P'ninat Mishpat: Late Return of Flawed Furniture part I

(from Hemdat Mishpat, rulings of the Eretz Hemdah-Gazit Rabbinical Courts)

Case:   In January ’08, a shul (=pl) received delivery of tables and corresponding benches of various sizes from a furniture company (=def). In August ’08 they received another order from def. Pl now (’10) complains that the legs of one size of table do not line up properly with the benches so that two people have to sit with one foot outside the table. Pl claim that it took some time to uncover the problem but when they did, they tried in a few ways to contact def’s sales representative, but he did not get back to them. After quite some time, a representative came to check the matter, but def is unwilling to take responsibility. Pl wants def to take back the tables and replace them at def’s expense. Def says that the tables are standard and that there have not been other complaints. In any case, def claims, since it took pl two years to complain (while payments continued), def should not have to take back unusable, used merchandise.

 

Ruling:   Beit din had the furniture measured, and this indicated that there is less leg space at the tables than at the benches. Beit din’s representative went to confirm that this causes seating to be somewhat uncomfortable. In two other shuls in the area, where def told beit din that they have sold merchandise, the legs of the tables were done properly. The Rambam (Mechira 15:6) says that what is considered a flaw in a sales object depends on the society’s standards. By modern standards, such merchandise is unacceptable.

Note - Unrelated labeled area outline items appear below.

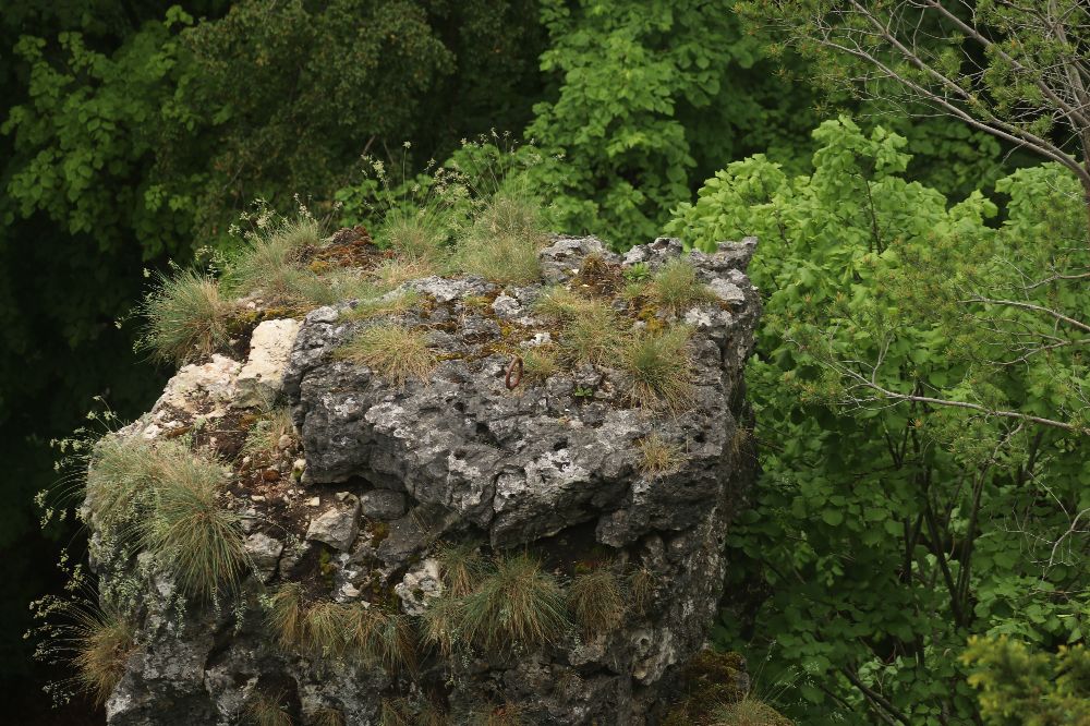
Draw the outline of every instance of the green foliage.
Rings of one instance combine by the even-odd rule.
[[[1053,654],[1005,636],[971,638],[961,661],[990,726],[1090,724],[1090,651],[1081,643]]]
[[[629,397],[645,409],[679,412],[692,399],[691,330],[676,325],[633,336],[623,349],[623,367],[632,378]]]
[[[445,652],[468,645],[495,653],[536,650],[571,628],[560,585],[530,555],[498,555],[475,569],[472,591],[440,597],[424,615],[428,640]]]
[[[792,137],[816,120],[806,90],[761,62],[759,39],[714,3],[549,0],[542,20],[542,69],[558,87],[526,135],[564,157],[537,176],[558,189],[566,230],[620,249],[650,240],[694,171],[773,146],[791,157]]]
[[[141,307],[147,320],[142,348],[159,361],[180,364],[194,353],[206,355],[227,342],[233,310],[220,297],[216,280],[193,270],[158,278]]]
[[[157,449],[155,503],[141,525],[142,544],[197,597],[233,585],[245,566],[239,517],[219,503],[227,471],[189,452]]]
[[[581,572],[567,586],[568,607],[585,638],[608,634],[625,618],[620,579],[608,567]]]
[[[92,513],[108,535],[152,552],[189,595],[215,596],[245,564],[238,517],[218,498],[227,471],[180,441],[108,435],[87,473]]]
[[[981,194],[950,206],[907,181],[897,135],[841,119],[814,136],[811,176],[731,164],[671,223],[705,249],[761,240],[747,388],[763,480],[729,546],[730,586],[767,594],[725,612],[717,639],[800,668],[787,712],[807,723],[968,721],[966,670],[944,655],[967,634],[1086,633],[1079,184],[1018,171],[989,226]]]

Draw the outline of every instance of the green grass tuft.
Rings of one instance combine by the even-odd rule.
[[[246,704],[246,723],[254,726],[291,726],[291,716],[284,711],[283,698],[261,691]]]
[[[310,217],[270,222],[230,262],[225,285],[235,295],[259,292],[281,304],[308,302],[317,276],[302,269],[299,262],[303,251],[319,241],[320,227]]]
[[[681,257],[663,265],[651,283],[650,292],[659,305],[675,313],[716,299],[715,293],[697,277],[692,263]]]
[[[685,451],[673,441],[667,441],[658,433],[653,433],[639,443],[640,471],[650,476],[658,476],[678,471],[686,462]]]
[[[537,254],[548,244],[541,201],[521,187],[501,189],[459,241],[457,263],[471,275],[504,285],[541,278]]]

The question, then, is about the promptness of pl’s complaints. While pl spoke generally about informing def of the problem, they do not have specific details about whom they spoke to and when, prior to an official letter to def that was dated almost two years after delivery of the tables. Even if they turned to def much earlier, it still was apparently not near the time of the sale, as def made another order of furniture some six months after the one in question. It is hard to believe that pl would have made a new order during a time that their complaints over a serious flaw in the original merchandise went unanswered. While it may take longer for a public client to deal seriously with problems than it would a private one, six months should have been plenty time for complaints to have been lodged. Apparently, then, the people in charge at pl did not feel it was important enough to immediately register an official complaint.

[Next week we will deal with the sources on delayed complaint on flaws.] In the final analysis, according to the letter of the law, pl cannot demand new merchandise. However, based on the authority to impose peshara, beit din obligates def to enable pl to order replacement tables at 20% off the regular price (which it had submitted to beit din). Def should deliver the new furniture for free at a time that can be worked out when they are making another delivery within the general vicinity.